There are so few chum salmon on the Yukon River this summer that the processor in Emmonak is closing down its operation because they don’t have any product to sell.
To say that Kwik’Pak, the only fish buyer on the lower Yukon, had a bad summer would be an understatement. General Manager Jack Schultheis spent over $1 million getting staff and supplies to Emmonak. To ensure a safe operation during the pandemic, he even added staff to the payroll. Then the fish didn’t show up.
There have been poor runs before. The year Kwik’Pak started its operations was one, but this time there simply were not enough fish to sell. Schulthies is sending most of his staff home, while the few that remain will do some maintenance, pack up the plant, and keep the company store open for locals.
Why the chum salmon are late and low this year remains a mystery. There is speculation that it might relate to the warm ocean temperatures earlier this decade, or be the result of competition from hatchery pink salmon.

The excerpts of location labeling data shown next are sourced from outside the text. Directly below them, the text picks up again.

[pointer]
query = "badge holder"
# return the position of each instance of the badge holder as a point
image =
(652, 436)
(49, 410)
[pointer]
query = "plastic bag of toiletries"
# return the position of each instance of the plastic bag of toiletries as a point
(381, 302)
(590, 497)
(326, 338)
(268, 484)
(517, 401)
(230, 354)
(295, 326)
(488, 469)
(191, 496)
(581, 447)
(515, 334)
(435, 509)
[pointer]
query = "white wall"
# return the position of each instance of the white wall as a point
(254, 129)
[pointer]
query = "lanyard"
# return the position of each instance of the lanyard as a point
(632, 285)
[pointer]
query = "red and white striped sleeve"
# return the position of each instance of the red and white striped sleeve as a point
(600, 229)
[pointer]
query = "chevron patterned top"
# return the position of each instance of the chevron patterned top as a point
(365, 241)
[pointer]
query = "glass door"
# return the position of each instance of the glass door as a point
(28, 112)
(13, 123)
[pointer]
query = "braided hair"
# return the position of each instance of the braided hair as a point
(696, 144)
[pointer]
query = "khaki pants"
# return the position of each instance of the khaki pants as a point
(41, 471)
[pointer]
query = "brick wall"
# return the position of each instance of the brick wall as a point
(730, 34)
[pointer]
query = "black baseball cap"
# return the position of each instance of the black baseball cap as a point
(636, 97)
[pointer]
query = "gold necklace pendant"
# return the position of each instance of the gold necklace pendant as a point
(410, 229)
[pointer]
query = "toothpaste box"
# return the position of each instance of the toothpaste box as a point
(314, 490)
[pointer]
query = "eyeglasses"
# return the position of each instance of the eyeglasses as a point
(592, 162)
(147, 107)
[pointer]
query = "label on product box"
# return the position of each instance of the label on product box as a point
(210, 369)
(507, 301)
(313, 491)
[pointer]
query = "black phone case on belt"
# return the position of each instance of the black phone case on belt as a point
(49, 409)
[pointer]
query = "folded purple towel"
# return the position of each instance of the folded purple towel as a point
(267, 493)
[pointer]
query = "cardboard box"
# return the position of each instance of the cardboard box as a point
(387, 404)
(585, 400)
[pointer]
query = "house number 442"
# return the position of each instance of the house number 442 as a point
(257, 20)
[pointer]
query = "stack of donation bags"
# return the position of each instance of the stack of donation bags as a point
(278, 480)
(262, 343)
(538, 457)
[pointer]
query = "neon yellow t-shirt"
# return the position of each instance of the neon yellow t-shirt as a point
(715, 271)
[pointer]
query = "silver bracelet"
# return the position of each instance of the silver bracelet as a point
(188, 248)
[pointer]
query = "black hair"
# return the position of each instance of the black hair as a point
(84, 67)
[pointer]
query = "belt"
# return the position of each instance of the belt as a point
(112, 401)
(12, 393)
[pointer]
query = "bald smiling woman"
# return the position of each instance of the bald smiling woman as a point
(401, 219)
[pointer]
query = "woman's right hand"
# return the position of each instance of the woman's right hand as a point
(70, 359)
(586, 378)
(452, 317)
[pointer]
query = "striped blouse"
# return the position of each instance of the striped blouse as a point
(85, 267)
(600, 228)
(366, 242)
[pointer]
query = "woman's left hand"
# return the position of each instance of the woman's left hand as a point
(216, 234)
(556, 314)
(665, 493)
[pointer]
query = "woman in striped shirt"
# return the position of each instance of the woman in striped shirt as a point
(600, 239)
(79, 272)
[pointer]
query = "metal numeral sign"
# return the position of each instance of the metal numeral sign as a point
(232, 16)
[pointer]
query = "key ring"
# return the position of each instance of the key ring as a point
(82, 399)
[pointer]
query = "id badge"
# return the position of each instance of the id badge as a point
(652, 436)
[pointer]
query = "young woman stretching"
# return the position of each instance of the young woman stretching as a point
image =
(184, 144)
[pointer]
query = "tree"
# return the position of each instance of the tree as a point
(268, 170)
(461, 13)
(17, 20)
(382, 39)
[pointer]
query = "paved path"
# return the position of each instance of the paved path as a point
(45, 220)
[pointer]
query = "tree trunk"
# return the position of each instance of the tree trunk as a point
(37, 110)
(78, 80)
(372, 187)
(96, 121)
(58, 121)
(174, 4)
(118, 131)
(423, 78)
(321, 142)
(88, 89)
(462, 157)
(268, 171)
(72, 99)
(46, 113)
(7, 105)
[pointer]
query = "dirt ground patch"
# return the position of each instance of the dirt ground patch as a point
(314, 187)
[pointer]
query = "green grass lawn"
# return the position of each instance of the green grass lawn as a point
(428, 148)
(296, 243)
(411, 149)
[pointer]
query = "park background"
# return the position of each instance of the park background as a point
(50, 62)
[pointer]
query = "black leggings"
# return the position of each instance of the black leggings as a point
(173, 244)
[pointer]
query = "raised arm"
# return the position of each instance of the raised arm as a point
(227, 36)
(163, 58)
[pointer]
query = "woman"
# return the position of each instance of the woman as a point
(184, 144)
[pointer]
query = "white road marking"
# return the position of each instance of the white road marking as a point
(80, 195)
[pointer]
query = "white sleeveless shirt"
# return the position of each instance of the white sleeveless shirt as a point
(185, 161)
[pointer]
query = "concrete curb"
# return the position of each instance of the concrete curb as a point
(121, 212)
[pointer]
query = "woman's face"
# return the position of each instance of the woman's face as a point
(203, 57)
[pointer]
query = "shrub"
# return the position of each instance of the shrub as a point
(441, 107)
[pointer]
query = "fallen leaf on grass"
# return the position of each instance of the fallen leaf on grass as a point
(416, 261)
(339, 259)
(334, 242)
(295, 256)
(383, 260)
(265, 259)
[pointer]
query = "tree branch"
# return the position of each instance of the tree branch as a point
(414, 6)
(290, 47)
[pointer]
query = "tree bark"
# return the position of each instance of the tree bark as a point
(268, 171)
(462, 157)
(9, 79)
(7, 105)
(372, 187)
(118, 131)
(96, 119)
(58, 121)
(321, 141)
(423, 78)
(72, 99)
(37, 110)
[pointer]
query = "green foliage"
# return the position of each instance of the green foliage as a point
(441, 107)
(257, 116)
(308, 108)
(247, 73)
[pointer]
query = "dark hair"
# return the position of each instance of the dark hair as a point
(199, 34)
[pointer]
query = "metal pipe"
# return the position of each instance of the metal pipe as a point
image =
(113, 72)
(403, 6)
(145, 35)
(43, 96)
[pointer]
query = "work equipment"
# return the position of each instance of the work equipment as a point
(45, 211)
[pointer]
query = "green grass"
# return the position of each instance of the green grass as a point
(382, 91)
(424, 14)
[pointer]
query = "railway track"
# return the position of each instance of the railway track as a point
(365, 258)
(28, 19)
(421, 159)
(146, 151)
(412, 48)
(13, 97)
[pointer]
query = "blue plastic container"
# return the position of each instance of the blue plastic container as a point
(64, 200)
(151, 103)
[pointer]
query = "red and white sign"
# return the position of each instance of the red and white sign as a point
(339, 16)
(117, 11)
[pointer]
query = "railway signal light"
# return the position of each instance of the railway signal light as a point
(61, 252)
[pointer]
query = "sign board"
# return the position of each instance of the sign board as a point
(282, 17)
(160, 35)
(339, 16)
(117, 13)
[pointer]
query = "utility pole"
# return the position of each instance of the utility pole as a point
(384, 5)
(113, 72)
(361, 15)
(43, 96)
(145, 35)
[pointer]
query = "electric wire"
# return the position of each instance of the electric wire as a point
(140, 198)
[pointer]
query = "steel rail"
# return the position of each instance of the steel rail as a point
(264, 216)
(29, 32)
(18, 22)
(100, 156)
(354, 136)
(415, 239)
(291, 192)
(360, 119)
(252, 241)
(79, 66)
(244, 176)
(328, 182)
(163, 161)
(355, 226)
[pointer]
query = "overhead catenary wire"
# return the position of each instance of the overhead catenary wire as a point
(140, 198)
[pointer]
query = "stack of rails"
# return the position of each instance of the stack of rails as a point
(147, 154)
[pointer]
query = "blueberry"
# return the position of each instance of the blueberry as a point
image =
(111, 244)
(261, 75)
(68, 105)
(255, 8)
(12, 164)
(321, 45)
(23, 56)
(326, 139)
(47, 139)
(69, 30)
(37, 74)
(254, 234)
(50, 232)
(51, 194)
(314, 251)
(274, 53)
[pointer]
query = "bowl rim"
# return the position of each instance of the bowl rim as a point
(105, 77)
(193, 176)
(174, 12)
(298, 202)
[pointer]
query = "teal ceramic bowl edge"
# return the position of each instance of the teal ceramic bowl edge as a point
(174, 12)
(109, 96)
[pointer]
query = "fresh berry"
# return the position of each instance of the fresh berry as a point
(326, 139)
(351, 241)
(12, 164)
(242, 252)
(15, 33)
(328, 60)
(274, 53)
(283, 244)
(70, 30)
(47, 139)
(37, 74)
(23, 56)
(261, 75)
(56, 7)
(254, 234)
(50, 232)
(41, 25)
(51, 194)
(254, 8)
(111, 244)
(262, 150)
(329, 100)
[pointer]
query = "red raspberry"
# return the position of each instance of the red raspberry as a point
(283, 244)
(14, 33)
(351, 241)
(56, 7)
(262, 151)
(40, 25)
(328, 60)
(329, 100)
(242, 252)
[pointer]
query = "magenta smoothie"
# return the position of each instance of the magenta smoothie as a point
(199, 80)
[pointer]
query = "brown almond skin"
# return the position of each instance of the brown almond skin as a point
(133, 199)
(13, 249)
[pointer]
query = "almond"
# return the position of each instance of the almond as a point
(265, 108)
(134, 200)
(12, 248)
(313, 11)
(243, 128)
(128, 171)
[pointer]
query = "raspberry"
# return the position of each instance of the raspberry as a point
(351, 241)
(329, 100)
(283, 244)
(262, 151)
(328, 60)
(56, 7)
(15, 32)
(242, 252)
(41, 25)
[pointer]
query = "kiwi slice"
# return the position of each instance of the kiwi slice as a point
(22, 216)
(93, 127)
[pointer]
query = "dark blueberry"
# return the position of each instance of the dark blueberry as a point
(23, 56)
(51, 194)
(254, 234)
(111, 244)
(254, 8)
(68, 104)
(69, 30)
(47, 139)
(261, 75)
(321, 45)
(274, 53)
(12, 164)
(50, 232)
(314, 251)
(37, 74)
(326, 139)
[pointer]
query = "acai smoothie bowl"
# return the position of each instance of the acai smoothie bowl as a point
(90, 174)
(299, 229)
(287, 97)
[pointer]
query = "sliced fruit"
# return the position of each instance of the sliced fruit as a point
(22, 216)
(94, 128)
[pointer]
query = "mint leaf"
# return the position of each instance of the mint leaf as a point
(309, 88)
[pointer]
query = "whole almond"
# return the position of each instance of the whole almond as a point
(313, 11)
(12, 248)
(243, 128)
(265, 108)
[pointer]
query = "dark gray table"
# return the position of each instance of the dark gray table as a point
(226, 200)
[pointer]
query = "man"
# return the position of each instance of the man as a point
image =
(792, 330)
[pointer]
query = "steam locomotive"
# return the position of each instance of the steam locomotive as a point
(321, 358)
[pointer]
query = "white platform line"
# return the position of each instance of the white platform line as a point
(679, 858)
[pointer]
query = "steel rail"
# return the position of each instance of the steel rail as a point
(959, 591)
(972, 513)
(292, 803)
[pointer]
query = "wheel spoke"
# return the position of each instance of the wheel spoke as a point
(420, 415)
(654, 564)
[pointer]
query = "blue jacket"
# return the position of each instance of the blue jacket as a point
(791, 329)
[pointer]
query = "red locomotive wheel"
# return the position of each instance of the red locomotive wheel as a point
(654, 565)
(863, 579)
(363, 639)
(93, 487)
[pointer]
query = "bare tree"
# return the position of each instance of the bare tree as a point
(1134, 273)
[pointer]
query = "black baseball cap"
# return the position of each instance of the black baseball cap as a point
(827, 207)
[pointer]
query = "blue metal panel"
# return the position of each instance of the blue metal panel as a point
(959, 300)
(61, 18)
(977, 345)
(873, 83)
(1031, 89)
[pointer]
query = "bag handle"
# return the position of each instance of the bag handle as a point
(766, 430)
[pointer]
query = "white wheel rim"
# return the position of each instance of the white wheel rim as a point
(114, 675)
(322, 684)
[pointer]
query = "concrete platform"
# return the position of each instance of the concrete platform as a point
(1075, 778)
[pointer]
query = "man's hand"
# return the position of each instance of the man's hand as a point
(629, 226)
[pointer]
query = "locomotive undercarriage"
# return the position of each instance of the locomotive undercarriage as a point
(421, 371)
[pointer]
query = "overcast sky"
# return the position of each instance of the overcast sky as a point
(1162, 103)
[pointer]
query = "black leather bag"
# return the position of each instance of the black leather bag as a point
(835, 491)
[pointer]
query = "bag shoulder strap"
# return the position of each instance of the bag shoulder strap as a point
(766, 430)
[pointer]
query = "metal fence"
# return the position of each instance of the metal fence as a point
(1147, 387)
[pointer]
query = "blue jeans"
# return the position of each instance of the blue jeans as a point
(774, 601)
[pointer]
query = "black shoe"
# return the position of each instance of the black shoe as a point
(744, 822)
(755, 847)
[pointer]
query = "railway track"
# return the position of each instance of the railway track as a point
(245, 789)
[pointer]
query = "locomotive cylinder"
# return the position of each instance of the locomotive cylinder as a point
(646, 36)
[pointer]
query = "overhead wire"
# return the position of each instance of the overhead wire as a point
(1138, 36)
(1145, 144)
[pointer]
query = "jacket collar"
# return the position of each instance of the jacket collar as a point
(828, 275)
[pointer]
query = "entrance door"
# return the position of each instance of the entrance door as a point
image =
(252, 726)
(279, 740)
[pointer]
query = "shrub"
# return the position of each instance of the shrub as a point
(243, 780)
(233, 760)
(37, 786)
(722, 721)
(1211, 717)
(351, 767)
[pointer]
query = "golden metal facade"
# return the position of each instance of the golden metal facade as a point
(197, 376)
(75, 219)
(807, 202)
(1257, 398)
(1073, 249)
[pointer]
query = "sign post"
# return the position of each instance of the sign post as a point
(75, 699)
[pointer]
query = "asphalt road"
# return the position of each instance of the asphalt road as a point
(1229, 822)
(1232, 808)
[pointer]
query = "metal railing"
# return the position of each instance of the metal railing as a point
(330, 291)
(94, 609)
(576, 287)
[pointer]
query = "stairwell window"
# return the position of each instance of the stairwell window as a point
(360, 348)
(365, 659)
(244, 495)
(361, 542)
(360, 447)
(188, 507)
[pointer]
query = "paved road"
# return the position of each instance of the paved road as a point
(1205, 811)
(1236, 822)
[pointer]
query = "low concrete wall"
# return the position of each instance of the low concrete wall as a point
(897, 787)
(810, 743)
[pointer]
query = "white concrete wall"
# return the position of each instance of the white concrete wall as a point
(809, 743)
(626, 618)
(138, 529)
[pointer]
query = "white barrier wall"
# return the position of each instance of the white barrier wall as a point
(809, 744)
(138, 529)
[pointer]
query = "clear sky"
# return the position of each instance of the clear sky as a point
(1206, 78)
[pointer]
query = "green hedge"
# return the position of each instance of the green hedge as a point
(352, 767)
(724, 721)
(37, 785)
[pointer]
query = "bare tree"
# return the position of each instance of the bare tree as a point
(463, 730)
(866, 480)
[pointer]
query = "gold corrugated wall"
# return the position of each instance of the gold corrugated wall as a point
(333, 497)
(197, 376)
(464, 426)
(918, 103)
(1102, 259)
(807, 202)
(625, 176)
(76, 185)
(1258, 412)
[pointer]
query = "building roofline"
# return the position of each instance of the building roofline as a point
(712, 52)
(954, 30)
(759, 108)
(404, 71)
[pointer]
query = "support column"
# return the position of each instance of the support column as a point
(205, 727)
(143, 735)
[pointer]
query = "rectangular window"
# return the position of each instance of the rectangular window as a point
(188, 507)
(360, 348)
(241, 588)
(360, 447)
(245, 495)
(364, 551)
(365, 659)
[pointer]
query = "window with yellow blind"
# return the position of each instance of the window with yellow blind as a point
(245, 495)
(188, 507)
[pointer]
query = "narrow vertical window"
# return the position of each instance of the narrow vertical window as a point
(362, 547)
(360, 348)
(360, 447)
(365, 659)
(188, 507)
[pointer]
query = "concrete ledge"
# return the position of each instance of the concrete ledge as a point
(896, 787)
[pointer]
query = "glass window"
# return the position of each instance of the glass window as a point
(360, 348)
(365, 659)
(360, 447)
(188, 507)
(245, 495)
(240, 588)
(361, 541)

The chum crash is not just happening on the Yukon. Research biologist Fred West with the Alaska Department of Fish and Game says that it’s occurring throughout the Bering Sea. Chums were late and low in Bristol Bay rivers, on the Kuskokwim and Yukon, and even in Norton Sound.
In both the Bristol Bay and Kuskokwim river systems, the red, or sockeye, salmon are more than making up the difference. They also came in late, but in huge numbers.
The Yukon River doesn’t have sockeyes. Instead, it usually has a strong summer and fall chum run. The average run is 2.5 million fish. This summer, less than half of the predicted numbers showed up. ADF&G has counted 700,000 summer chums on the Yukon, which is just enough to make managers’ lower-end escapement goal. Biologists worry that the river’s fall chums will also be low.
Shultheis says that Kwik’Pak took a big hit, but the company will be back next year. He says that the commercial chum fishery is a major source of income for villages on the lower Yukon.